When the mob returned at around 4 p.m. on January 28, members of the Ahmadiyah congregation barricaded themselves inside. At about 8 p.m., the South Sulawesi chief of police, Inspector General Johny Waenal Usman, arrived and asked the congregation members to evacuate the building for their safety. They initially refused, saying that it was their property, and held hands to prevent being removed. Police entered the mosque and pressured the Ahmadiyah to leave with them in trucks to the police station.
Feli said most of the congregation members agreed to leave and asked the police to guard the mosque from the protesters. As the main group of Ahmadiyah left, the protesters broke into the mosque and yelled at the remaining Ahmadi members to leave - some congregation members had remained in the center, hidden upstairs. By 10 p.m. all of the remaining Ahmadiyah members had left. The police provided no protection to the mosque and did not intervene when the mob smashed the windows, committed vandalism, seized financial records, and tore down religious placards.
The Indonesian authorities' pattern of ineffectiveness reflects a political, legal, and social framework that propagates a culture of religious discrimination, Human Rights Watch said. Since August, Religious Affairs Minister Ali Suryadharma has repeatedly called for the Ahmadiyah faith to be banned in Indonesia. President Susilo BambangYudhoyono has failed to repudiate those statements, leading many to believe that he supports such an action.
In recent years Islamist militants have repeatedly attacked and burned Ahmadiyah homes and mosques. Anti-Ahmadiyah violence has increased since Yudhoyono announced a prohibition on teachings or public displays of the Ahmadiyah religion in June 2008.
In July 2010, municipal police and hundreds of people organized by militant Islamist groups forcibly tried to close an Ahmadiyah mosque in Manis Lor village. On October 1, mobs attacked the Ahmadiyah community in Cisalada, south of Jakarta, burning their mosque and several houses.
The Ahmadiyah faith was founded in what is now Pakistan in 1889 by Mirza Ghulam Ahmad. The Ahmadiyah community is banned in Pakistan and Saudi Arabia, and has come under attack in Bangladesh. There are approximately 200,000 Ahmadis in Indonesia.
The Ahmadiyah identify themselves as Muslims but differ with other Muslims as to whether Muhammad was the "final" monotheist prophet.

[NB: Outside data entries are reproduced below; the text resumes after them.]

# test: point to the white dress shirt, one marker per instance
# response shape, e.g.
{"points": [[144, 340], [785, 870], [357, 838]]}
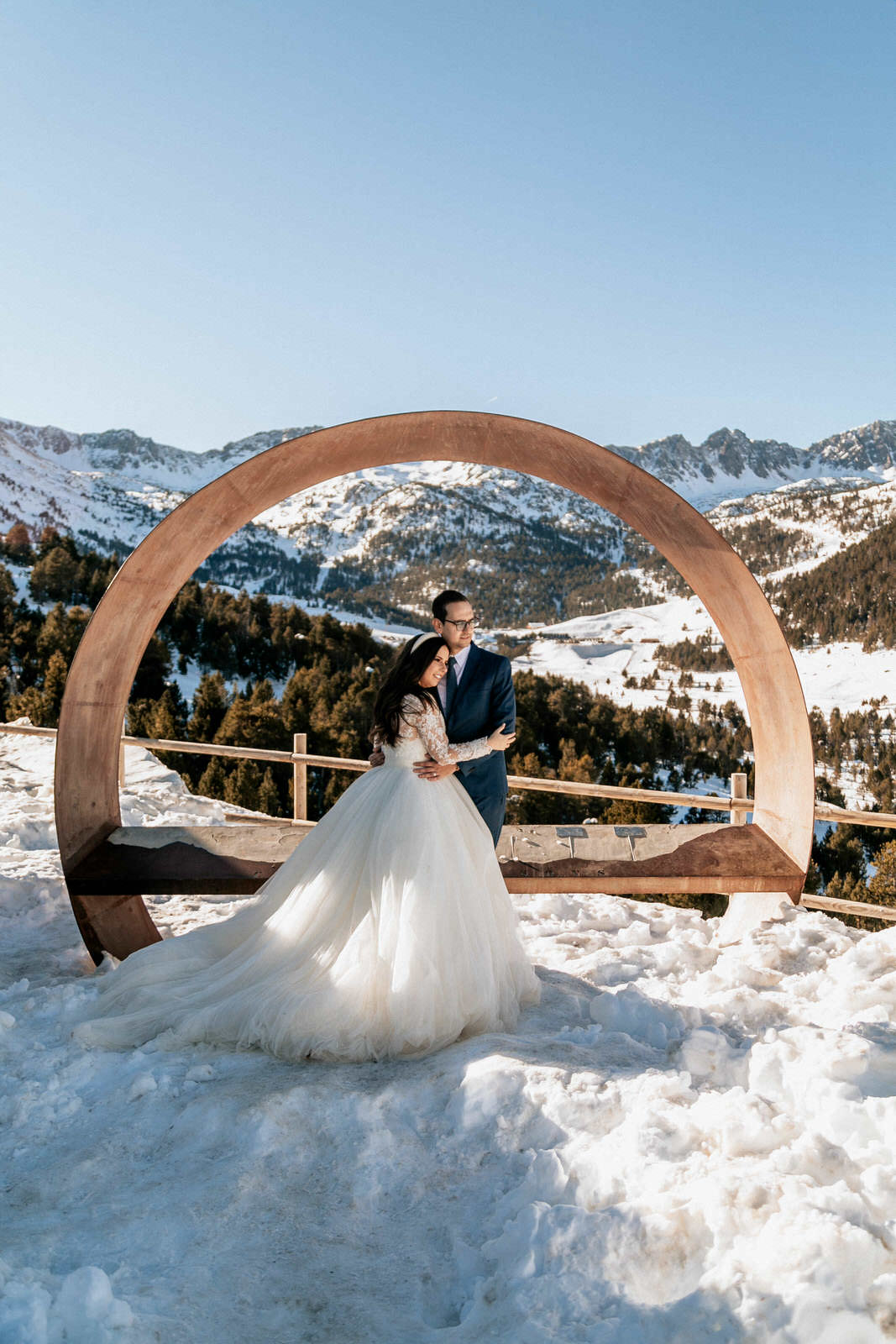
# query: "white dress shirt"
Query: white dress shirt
{"points": [[459, 663]]}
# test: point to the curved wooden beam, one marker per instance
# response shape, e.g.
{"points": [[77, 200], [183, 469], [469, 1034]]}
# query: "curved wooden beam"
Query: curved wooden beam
{"points": [[110, 651]]}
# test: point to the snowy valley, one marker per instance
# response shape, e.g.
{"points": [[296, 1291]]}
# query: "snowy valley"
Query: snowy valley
{"points": [[683, 1142]]}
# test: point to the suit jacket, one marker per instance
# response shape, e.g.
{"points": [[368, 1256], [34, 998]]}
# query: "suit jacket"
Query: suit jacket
{"points": [[484, 702]]}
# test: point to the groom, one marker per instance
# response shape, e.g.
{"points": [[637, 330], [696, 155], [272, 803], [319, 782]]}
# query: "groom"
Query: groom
{"points": [[476, 698]]}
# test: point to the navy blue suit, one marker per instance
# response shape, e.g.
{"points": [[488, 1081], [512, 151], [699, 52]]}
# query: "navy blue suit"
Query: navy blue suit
{"points": [[484, 701]]}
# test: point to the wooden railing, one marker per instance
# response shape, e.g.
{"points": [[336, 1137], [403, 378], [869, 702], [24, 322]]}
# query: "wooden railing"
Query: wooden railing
{"points": [[736, 803]]}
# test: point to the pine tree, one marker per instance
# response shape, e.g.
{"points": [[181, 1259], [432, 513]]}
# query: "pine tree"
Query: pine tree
{"points": [[883, 885], [210, 707], [242, 785], [54, 685], [268, 795], [212, 780]]}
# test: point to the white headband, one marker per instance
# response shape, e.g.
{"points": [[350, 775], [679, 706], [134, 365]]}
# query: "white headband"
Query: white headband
{"points": [[430, 635]]}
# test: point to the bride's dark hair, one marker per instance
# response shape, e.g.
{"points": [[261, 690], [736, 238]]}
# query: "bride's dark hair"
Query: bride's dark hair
{"points": [[403, 679]]}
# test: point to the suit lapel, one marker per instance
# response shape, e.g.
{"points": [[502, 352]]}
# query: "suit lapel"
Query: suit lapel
{"points": [[469, 672]]}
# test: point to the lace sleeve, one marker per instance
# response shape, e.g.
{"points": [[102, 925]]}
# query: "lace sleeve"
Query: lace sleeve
{"points": [[430, 727]]}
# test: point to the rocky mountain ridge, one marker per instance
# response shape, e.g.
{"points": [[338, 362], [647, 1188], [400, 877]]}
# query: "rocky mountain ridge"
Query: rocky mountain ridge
{"points": [[379, 538]]}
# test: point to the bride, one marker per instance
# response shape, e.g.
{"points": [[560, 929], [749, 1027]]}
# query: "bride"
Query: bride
{"points": [[387, 932]]}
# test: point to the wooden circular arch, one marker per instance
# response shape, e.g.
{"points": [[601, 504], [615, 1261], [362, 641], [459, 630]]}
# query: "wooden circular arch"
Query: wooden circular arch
{"points": [[86, 780]]}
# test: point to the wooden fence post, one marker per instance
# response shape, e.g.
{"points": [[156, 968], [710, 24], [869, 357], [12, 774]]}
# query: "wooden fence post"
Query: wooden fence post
{"points": [[121, 759], [300, 779], [738, 790]]}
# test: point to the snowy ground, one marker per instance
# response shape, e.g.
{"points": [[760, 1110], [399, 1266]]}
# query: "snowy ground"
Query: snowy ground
{"points": [[683, 1142], [602, 651]]}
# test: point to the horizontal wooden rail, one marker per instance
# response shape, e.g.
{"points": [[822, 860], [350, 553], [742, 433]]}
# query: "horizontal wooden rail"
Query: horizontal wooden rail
{"points": [[846, 907], [710, 801], [736, 806]]}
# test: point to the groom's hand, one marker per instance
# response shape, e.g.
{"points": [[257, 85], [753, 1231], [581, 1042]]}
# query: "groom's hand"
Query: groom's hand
{"points": [[430, 769]]}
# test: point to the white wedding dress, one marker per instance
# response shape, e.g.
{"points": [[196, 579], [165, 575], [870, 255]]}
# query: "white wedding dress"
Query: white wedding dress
{"points": [[387, 932]]}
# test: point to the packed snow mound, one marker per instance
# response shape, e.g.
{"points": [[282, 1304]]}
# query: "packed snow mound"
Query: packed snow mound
{"points": [[683, 1142]]}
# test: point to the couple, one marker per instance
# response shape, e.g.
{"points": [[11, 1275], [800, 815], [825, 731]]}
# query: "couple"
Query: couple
{"points": [[389, 931]]}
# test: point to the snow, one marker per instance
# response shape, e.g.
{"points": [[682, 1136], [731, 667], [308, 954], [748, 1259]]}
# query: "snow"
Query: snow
{"points": [[684, 1142], [602, 651]]}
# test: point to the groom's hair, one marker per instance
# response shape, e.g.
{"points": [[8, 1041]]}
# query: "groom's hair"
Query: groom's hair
{"points": [[443, 602]]}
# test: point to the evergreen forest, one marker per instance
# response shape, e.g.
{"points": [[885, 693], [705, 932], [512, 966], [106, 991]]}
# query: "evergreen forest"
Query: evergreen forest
{"points": [[266, 669]]}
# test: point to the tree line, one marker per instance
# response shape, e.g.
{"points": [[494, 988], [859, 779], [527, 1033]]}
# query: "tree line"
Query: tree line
{"points": [[270, 669]]}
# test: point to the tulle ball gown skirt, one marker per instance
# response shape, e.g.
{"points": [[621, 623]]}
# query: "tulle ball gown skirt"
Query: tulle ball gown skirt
{"points": [[389, 932]]}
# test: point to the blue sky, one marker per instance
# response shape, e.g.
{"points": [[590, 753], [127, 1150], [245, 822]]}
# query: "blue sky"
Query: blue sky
{"points": [[629, 219]]}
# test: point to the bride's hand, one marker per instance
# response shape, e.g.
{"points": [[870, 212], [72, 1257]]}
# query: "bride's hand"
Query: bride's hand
{"points": [[500, 741]]}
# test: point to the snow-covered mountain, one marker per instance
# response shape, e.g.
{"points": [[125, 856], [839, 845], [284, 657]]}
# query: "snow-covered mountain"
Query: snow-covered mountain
{"points": [[378, 538]]}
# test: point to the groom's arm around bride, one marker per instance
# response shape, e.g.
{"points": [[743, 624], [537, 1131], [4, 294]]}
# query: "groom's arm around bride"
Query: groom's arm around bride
{"points": [[476, 698]]}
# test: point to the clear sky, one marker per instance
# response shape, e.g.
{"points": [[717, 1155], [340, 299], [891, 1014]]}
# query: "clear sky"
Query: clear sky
{"points": [[629, 218]]}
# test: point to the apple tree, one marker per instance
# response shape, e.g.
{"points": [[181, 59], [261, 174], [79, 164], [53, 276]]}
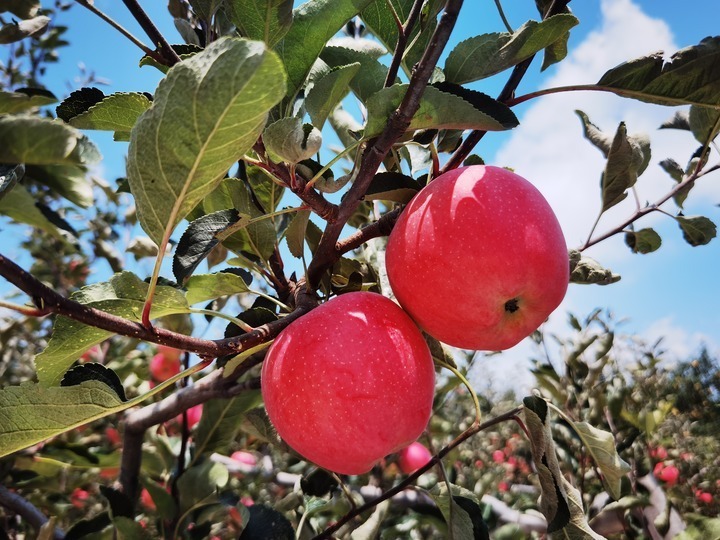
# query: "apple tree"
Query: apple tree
{"points": [[296, 169]]}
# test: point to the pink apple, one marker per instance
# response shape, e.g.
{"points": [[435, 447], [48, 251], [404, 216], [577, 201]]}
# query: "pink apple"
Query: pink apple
{"points": [[349, 383], [162, 367], [478, 258], [412, 457]]}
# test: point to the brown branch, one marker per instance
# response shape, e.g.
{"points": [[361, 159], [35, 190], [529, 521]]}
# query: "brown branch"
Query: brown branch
{"points": [[326, 253], [465, 435], [25, 509], [381, 227], [404, 31], [169, 56], [137, 422], [506, 94], [640, 212]]}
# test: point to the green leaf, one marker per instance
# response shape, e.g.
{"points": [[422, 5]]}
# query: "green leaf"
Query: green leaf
{"points": [[183, 50], [560, 502], [199, 484], [643, 241], [488, 54], [437, 110], [626, 160], [314, 23], [24, 9], [10, 175], [24, 100], [585, 271], [691, 76], [371, 76], [221, 421], [41, 141], [264, 20], [460, 524], [117, 112], [19, 205], [601, 446], [207, 112], [31, 413], [204, 287], [391, 186], [198, 241], [291, 141], [124, 296], [19, 30], [328, 91], [704, 123], [697, 230]]}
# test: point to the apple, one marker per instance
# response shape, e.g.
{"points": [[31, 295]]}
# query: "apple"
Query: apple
{"points": [[349, 383], [412, 457], [478, 258], [164, 366]]}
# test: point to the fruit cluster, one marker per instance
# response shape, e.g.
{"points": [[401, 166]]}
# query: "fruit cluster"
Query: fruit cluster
{"points": [[477, 260]]}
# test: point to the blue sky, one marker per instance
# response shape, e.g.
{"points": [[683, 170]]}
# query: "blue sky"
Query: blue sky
{"points": [[670, 293]]}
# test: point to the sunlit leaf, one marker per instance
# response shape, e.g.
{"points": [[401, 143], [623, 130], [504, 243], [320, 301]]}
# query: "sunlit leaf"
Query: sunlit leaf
{"points": [[485, 55], [122, 295], [179, 152]]}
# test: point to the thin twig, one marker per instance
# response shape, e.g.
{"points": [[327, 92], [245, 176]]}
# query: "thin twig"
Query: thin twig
{"points": [[169, 56], [326, 253]]}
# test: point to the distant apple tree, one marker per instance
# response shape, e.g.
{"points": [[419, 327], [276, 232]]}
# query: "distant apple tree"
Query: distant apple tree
{"points": [[263, 176]]}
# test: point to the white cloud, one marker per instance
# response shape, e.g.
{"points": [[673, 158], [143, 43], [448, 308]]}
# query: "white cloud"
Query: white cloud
{"points": [[549, 150]]}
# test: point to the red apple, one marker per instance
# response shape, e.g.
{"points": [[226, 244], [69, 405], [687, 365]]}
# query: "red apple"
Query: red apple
{"points": [[412, 457], [349, 383], [478, 258], [162, 366]]}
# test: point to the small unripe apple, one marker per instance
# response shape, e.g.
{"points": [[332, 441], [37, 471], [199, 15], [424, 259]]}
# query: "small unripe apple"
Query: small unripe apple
{"points": [[349, 383], [412, 457], [163, 366], [478, 258]]}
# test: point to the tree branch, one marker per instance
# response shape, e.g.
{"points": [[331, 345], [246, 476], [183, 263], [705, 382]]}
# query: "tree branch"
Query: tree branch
{"points": [[381, 227], [169, 56], [25, 509], [326, 253], [137, 422]]}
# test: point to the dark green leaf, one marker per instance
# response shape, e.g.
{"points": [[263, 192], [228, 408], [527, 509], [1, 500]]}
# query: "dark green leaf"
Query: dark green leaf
{"points": [[437, 110], [24, 99], [24, 9], [314, 23], [264, 20], [183, 50], [371, 77], [643, 241], [78, 102], [198, 240], [9, 176], [391, 186], [697, 230], [221, 421], [93, 371], [691, 76], [19, 30], [485, 55], [704, 123], [329, 90]]}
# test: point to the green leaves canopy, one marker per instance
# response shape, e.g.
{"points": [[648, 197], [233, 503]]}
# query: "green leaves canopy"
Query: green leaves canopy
{"points": [[207, 113]]}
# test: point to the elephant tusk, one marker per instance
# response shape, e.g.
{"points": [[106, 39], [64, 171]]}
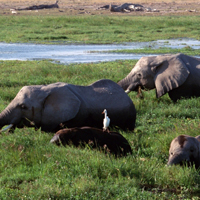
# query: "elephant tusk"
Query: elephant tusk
{"points": [[9, 126], [127, 91]]}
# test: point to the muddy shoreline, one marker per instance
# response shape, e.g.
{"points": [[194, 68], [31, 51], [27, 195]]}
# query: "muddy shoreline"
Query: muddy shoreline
{"points": [[95, 8]]}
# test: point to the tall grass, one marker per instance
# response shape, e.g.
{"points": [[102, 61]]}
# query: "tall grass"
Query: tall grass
{"points": [[32, 168]]}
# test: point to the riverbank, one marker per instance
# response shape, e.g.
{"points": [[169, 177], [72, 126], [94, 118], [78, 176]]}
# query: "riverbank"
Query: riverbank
{"points": [[94, 7]]}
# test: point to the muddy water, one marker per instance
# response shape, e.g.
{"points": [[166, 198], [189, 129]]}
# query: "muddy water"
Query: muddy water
{"points": [[67, 54]]}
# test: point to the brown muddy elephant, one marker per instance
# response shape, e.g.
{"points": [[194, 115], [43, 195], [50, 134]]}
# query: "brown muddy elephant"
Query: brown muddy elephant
{"points": [[49, 106], [109, 142], [178, 75], [185, 149]]}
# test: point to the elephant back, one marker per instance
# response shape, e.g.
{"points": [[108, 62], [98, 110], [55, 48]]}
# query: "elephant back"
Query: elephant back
{"points": [[106, 94]]}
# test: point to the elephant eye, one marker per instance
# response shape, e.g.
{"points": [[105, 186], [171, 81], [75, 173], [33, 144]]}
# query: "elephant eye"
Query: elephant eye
{"points": [[23, 107], [139, 75]]}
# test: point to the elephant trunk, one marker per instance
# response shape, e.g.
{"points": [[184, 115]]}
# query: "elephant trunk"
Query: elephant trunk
{"points": [[124, 83], [178, 159]]}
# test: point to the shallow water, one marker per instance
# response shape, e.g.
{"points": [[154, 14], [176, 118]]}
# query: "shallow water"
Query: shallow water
{"points": [[85, 53]]}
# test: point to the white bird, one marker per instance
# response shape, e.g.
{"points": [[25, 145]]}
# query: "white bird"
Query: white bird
{"points": [[106, 120]]}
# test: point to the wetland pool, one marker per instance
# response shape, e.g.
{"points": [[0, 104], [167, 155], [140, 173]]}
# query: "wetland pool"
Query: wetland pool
{"points": [[73, 53]]}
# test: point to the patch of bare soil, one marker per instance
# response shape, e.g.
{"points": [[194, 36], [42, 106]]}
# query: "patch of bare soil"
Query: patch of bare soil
{"points": [[99, 7]]}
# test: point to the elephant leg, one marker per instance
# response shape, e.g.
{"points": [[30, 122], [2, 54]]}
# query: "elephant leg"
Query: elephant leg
{"points": [[184, 91]]}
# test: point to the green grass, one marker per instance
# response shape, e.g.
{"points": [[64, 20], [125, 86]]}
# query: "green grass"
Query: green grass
{"points": [[32, 168], [96, 29]]}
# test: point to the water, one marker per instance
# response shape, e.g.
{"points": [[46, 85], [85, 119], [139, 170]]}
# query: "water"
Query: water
{"points": [[67, 54]]}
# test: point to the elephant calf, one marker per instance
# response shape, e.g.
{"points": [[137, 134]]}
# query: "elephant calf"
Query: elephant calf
{"points": [[185, 149], [112, 142]]}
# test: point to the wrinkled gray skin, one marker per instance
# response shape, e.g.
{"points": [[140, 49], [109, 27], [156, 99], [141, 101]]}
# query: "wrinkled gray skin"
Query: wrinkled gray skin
{"points": [[47, 106], [178, 75], [185, 149]]}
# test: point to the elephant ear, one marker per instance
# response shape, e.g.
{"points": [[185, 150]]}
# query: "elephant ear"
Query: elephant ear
{"points": [[61, 105], [171, 72]]}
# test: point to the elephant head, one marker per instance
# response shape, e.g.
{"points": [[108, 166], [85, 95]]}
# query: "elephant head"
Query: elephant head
{"points": [[185, 149], [163, 72], [40, 106]]}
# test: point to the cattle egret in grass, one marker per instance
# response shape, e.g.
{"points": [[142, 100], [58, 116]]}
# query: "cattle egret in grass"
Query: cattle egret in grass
{"points": [[106, 120]]}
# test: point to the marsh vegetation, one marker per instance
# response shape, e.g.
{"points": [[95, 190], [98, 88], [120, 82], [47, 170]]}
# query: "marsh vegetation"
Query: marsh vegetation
{"points": [[32, 168]]}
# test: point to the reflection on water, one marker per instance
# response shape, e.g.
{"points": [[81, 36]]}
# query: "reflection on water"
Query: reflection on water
{"points": [[83, 53]]}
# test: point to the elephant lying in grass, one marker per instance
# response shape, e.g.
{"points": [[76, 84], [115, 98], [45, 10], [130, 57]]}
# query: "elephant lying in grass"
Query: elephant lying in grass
{"points": [[185, 149], [178, 75], [47, 106], [111, 142]]}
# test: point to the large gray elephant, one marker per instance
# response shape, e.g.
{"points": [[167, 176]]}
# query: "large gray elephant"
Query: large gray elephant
{"points": [[185, 149], [47, 106], [178, 75]]}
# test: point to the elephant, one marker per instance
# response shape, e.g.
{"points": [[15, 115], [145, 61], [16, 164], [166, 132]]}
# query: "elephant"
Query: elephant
{"points": [[112, 142], [175, 74], [185, 149], [126, 7], [61, 104], [42, 6]]}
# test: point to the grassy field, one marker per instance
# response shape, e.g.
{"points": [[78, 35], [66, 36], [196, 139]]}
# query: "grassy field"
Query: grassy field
{"points": [[32, 168]]}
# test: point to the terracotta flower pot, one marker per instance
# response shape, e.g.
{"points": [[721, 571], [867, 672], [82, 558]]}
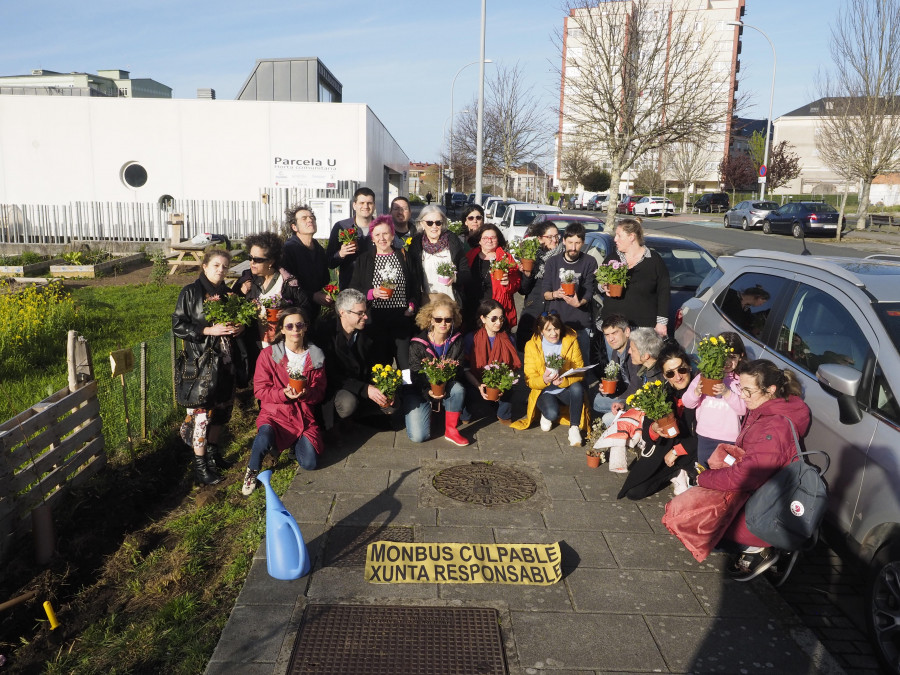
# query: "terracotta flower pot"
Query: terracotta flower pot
{"points": [[668, 426], [706, 385], [298, 385]]}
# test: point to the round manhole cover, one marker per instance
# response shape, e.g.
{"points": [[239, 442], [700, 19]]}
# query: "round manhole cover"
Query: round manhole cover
{"points": [[486, 484]]}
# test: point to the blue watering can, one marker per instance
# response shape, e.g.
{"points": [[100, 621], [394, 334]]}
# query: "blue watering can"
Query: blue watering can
{"points": [[286, 556]]}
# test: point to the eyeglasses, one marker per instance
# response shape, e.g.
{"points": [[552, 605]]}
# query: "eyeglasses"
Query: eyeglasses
{"points": [[681, 370]]}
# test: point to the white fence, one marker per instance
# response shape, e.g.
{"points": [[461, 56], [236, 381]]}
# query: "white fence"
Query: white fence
{"points": [[143, 221]]}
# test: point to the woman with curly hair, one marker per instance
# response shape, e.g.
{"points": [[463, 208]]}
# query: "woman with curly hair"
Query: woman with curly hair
{"points": [[440, 338]]}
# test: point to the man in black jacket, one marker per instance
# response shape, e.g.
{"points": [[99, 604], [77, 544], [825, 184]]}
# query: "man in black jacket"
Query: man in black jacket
{"points": [[348, 361]]}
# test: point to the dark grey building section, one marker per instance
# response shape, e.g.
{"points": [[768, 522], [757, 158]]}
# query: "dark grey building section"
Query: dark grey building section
{"points": [[294, 79]]}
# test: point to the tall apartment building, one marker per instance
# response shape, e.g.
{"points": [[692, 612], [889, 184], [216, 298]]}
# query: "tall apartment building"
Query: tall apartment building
{"points": [[698, 47]]}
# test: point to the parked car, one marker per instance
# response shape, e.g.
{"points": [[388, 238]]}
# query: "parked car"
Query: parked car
{"points": [[712, 201], [688, 263], [519, 215], [748, 214], [802, 219], [563, 220], [654, 206], [626, 204], [597, 203], [836, 323]]}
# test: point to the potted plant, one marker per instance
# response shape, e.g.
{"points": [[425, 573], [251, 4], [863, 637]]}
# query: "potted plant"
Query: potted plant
{"points": [[446, 272], [610, 379], [233, 309], [500, 267], [568, 282], [654, 401], [388, 282], [713, 352], [526, 251], [439, 371], [614, 275], [498, 378], [387, 380], [554, 364], [296, 379], [271, 305]]}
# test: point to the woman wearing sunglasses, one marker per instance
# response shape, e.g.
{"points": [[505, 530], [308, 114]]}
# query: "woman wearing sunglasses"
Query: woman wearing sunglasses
{"points": [[286, 418], [662, 460], [532, 282], [440, 338], [433, 246], [551, 392], [383, 273], [491, 344]]}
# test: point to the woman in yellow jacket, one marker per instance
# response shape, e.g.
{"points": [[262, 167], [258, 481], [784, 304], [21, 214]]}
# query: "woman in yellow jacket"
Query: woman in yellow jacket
{"points": [[549, 389]]}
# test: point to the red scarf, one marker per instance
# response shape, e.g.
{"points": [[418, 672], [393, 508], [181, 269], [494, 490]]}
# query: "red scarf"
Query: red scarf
{"points": [[502, 351]]}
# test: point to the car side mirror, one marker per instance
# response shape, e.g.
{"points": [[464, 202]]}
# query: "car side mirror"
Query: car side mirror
{"points": [[844, 382]]}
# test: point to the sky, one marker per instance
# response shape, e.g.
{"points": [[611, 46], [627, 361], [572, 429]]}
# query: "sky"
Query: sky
{"points": [[398, 57]]}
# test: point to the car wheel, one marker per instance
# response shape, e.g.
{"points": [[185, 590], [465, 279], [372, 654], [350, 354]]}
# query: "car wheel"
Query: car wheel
{"points": [[883, 604]]}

Consequently, some Muslims perceive the Ahmadiyah as heretics.
Indonesian law facilitates discrimination against the Ahmadiyah. The June 2008 decree requires the Ahmadiyah to "stop spreading interpretations and activities that deviate from the principal teachings of Islam," including "spreading the belief that there is another prophet with his own teachings after Prophet Muhammad." Violations of the decree can result in prison sentences of up to five years. Human Rights Watch has consistently called for the government to rescind this decree, as it violates the right to freedom of religion. At the time of signing the decree, officials said it was necessary to help stop further violence.
"The 2008 decree has not stopped violence against the Ahmadiyah community, as officials said it would, but fueled further hatred and intolerance," Pearson said.
Prohibiting the Ahmadiyah from practicing their religion also violates the International Covenant on Civil and Political Rights, ratified by Indonesia in 2006, which protects the right to freedom of religion and to engage in religious practice "either individually or in community with others and in public or private." The treaty also protects the rights of minorities "to profess and practice their own religion."
"The Makassar violence is not an isolated incident - time and again the police are ineffective in protecting religious minorities," Pearson said. "Indonesia's reputation as a rights-respecting country will suffer unless President Yudhoyono acts to end the violence against the Ahmadiyah and lifts the ban on their religious practices."